I have a theory that buzzwords are usually helpful in general, in that they usher in new concepts before they end up as meaningless marketing fluff–and, eventually, punchlines. I think this is in the process of happening right now with the term “big data”, just like it did with “Web 2.0″ a few years back.
Remember the hype around “Web 2.0″ several years back? It was a buzzword that got run into the ground while the whole time 99% of people wondered exactly what the heck it was. Remember blog posts like this blast from the past?
In the end Web 2.0 ended up being an umbrella term for things like user-generated content, AJAX, REST API’s, and social networking. I suppose in a sense it did serve the purpose of alerting non-techie folks to the fact that some kind of shift in technology was happening, but the term itself became so nebulous it eventually turned into a punchline:
That doesn’t negate the fact that several useful things were brought to our collective attention from the Web 2.0 craze, but they went on to live on their own, taking off as more viable concepts around the time “Web 2.0″ was winding down:
(In case you’re unfamiliar with it, jQuery is the most popular library for doing rich client AJAX-y Web 2.0 things)
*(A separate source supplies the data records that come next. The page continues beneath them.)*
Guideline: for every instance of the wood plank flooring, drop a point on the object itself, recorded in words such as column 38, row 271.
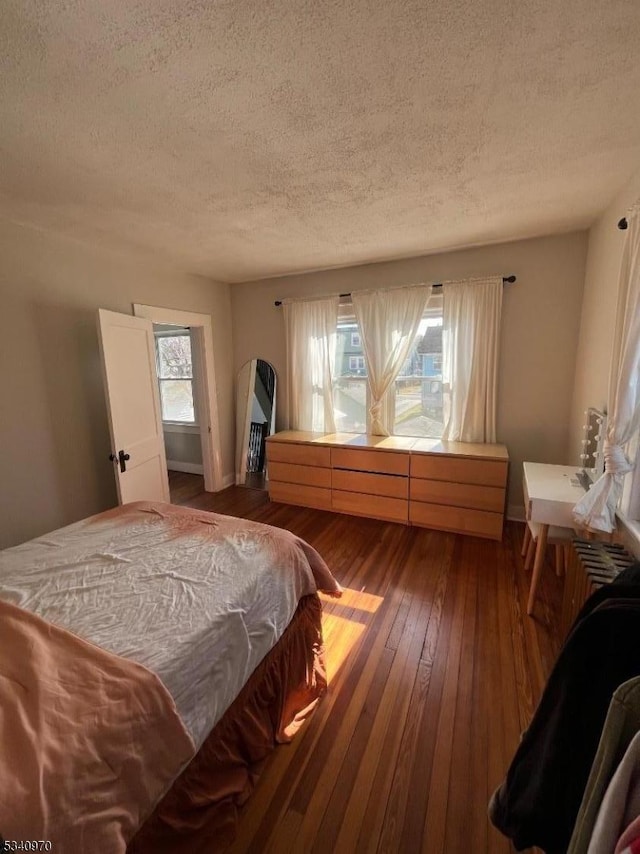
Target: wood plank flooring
column 434, row 671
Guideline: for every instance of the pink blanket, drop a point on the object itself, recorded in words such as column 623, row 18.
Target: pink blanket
column 89, row 741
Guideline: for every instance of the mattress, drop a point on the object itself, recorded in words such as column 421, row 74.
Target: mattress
column 198, row 598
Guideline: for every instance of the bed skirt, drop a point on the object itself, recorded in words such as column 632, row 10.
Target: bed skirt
column 200, row 811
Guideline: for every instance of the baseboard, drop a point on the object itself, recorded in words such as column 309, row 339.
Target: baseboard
column 515, row 513
column 188, row 468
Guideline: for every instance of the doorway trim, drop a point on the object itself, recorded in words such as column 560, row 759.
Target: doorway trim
column 202, row 335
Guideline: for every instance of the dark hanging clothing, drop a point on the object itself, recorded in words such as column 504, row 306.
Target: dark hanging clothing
column 539, row 800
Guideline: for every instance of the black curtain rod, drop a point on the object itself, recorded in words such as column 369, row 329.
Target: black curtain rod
column 511, row 279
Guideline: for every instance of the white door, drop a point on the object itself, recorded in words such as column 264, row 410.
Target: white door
column 133, row 402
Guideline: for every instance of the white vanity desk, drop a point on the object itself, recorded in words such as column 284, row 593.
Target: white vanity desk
column 550, row 494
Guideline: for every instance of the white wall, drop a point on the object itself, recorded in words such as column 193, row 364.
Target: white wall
column 54, row 439
column 597, row 325
column 540, row 321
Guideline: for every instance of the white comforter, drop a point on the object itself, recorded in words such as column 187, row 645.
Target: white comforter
column 197, row 597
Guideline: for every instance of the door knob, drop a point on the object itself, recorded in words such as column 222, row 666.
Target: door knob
column 122, row 458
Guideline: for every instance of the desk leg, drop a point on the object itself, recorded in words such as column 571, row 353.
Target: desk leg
column 541, row 549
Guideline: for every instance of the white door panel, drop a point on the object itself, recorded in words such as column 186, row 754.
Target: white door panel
column 131, row 388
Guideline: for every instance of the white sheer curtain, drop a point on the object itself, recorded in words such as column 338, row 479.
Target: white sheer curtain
column 470, row 342
column 310, row 335
column 388, row 322
column 598, row 507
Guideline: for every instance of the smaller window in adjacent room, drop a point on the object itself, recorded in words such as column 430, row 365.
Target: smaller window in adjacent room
column 175, row 376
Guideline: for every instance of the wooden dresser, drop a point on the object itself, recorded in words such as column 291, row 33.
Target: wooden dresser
column 450, row 486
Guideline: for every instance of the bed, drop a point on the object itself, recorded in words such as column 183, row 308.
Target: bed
column 150, row 659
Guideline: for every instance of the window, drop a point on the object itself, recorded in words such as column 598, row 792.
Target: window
column 350, row 392
column 419, row 391
column 175, row 376
column 419, row 388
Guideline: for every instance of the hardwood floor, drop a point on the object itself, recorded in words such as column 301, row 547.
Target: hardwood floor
column 434, row 671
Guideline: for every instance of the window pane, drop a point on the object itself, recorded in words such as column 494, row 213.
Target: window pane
column 177, row 400
column 174, row 356
column 350, row 376
column 419, row 391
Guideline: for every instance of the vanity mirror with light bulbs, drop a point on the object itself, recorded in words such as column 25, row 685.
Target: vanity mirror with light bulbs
column 255, row 420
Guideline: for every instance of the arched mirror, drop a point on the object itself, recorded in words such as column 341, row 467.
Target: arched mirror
column 255, row 420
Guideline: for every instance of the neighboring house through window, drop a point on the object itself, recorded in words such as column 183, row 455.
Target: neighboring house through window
column 175, row 376
column 418, row 394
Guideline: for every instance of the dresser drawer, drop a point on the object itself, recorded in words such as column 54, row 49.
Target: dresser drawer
column 481, row 523
column 459, row 470
column 373, row 506
column 305, row 496
column 291, row 473
column 389, row 485
column 383, row 462
column 287, row 452
column 458, row 494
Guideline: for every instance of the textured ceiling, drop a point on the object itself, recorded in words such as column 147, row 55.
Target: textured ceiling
column 253, row 138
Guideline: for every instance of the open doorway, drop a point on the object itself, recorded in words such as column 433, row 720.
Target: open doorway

I’m predicting the exact same trajectory for the “Big Data” term. The kicker came when I was having a conversation with someone about it a few days ago and I used the term and he said “oh, I’ve heard a lot about that, what does it mean?” Talk about deja vu.
So what does “Big Data” mean, anyway?
There are a few key concepts that have ended up beneath the “big data” umbrella, all of them important. Probably just as important as everything under the Web 2.0 umbrella, but not as easy for a non-techie to grasp.
What is “Big Data”?
- Horizontally-scalable columnar data stores. These are newly-popular types of data stores which store data in a much simpler, flatter, and non-relational manner which allows data repositories to be scaled up by adding more servers, typically in on-demand computing clouds like Amazon’s. In the past (with relational databases) scaling up involved complex clustering configurations and replication. The drawback to these columnar data stores is that they do very little for you as a programmer aside from providing a place to put your data, which means that you have to spend much more time up front to use them because their schemas have to be pretty much hard-coded (and I do mean coded), and programming for them is not a simple as writing simple SQL queries (although this is slowly changing). Popular examples include Apache Cassandra, MongoDB, and the new Amazon DynamoDB, but there are many others.
- Distributed data analysis. The ability to analyze data as it comes in, and distribute that analysis across a cluster, is quite different from the traditional ETL process used by data warehouses. This is where Hadoop is getting popular, because it allows you to take each chunk of data you receive and send it to a cluster for detailed analysis. Being able to break up complex queries and run them across a cluster is much more efficient than running it in a single process, and this becomes very important if you need to analyze very large amounts of data. (Hadoop is not the only game in town for distributed analysis–for example I’ve been working with the Storm project that Nathan Marz of Twitter open-sourced, and I much prefer its architecture to Hadoop’s, and there are others).
- Data synergy and Augmentation. This is something that I’ve been thinking about a lot lately. It is the idea that the more data you add to your stockpile, the more valuable your existing data becomes. If you have the means to combine and overlay multiple data sets so that they feed off one another, the value of your data pool as a whole grows exponentially and the insights you can derive from it become much richer and more valuable.
- An improved ability to recognize patterns. The ability to store multiple data sets in one place and use distributed processes to analyze the whole allows you to do some interesting things with pattern recognition. Often patterns and trends only emerge as you add more and more data sets to the pool, which is why the ability to add an exponentially-growing amount of data to the equation is important in the first place. By teasing out the patterns in the cumulative data sets you begin to expose the real value in the data–the insights and revelations that weren’t possible before.
Of course this is just my attempt to pick apart an ambiguous buzzword, I’m sure others will have other interpretations of it. But regardless, I’m pretty sure the term “big data” will break up into more specific concepts at some point, once the buzzword trajectory has run its course.